According to a member of the U.S. government delegation at Aero India 2023, a prototype of the Air-Launched Unmanned Aerial Vehicle (ALUAV) built jointly by India and the United States is set to undergo flight testing later this year.
Major General Julian C. Cheater, Assistant Deputy Under Secretary of the U.S. Air Force for International Affairs, said in a press conference on the eve of the air show that “there is definitely progress with respect to the ALUAV; this project arrangement was signed last year, and we are expecting to conduct flight testing as early as the fall [September-November] of 2023. Both a range in the United States and one in northern India will be used for the flight testing, according to Major General Cheater.

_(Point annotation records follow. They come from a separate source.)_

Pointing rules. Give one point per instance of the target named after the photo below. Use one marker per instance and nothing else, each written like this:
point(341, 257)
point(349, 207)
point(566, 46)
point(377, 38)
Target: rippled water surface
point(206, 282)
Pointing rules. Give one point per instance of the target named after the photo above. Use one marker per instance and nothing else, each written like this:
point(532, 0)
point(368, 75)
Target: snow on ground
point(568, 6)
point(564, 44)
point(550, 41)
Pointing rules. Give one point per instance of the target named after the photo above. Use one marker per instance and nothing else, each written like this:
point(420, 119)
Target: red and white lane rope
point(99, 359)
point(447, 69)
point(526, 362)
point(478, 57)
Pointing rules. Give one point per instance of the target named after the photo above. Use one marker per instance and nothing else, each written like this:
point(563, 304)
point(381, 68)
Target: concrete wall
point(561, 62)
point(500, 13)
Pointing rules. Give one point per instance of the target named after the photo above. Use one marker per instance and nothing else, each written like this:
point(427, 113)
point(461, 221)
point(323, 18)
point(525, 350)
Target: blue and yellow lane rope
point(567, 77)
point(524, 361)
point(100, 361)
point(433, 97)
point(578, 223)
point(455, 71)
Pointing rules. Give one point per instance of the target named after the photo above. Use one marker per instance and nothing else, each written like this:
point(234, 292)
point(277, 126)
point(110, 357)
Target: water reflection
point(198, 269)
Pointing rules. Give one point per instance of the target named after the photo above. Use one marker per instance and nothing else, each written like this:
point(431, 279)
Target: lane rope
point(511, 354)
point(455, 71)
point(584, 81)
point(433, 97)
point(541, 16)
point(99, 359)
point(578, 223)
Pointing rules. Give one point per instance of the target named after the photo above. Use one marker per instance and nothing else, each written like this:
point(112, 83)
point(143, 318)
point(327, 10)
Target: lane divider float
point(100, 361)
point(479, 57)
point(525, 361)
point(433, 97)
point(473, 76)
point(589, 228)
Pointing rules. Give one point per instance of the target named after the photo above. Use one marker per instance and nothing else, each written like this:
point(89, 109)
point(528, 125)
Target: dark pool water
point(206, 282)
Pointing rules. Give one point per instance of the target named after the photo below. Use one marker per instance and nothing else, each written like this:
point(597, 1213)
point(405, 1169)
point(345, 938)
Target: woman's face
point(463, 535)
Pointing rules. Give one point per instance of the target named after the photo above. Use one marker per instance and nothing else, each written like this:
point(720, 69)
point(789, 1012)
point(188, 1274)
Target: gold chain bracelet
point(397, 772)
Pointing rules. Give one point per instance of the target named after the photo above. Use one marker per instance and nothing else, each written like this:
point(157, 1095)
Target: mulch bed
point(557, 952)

ALUAV Project Agreement was signed by the Indian Ministry of Defense and the U.S. Department of Defense in 2021 as part of the Defence Technology and Trade Initiative’s Joint Working Group Air Systems (DTTI).
The primary organisations for carrying out the project agreement are the Aeronautical Development Establishment (ADE) in Bengaluru, the Aerospace Systems Directorate of the U.S. Air Force Research Laboratory, and the Indian and U.S. Air Forces.
Major General Cheater stated that the C130J aircraft will be used to launch the ALUAV, which is being built to be launched from an aircraft.
“We will build sensors for the package, and we anticipate that the C130J aircraft will most likely launch this specific UAV. That denotes a project agreement for seven years. This long-term arrangement, which also incorporates technology transfer, marks a significant development in the bilateral partnership, according to Major General Cheater.
F-35 involvement at the fair
According to a member of the delegation, if the United States does send its F-35 stealth aircraft to Aero India 2023, it will be the most sophisticated aircraft there.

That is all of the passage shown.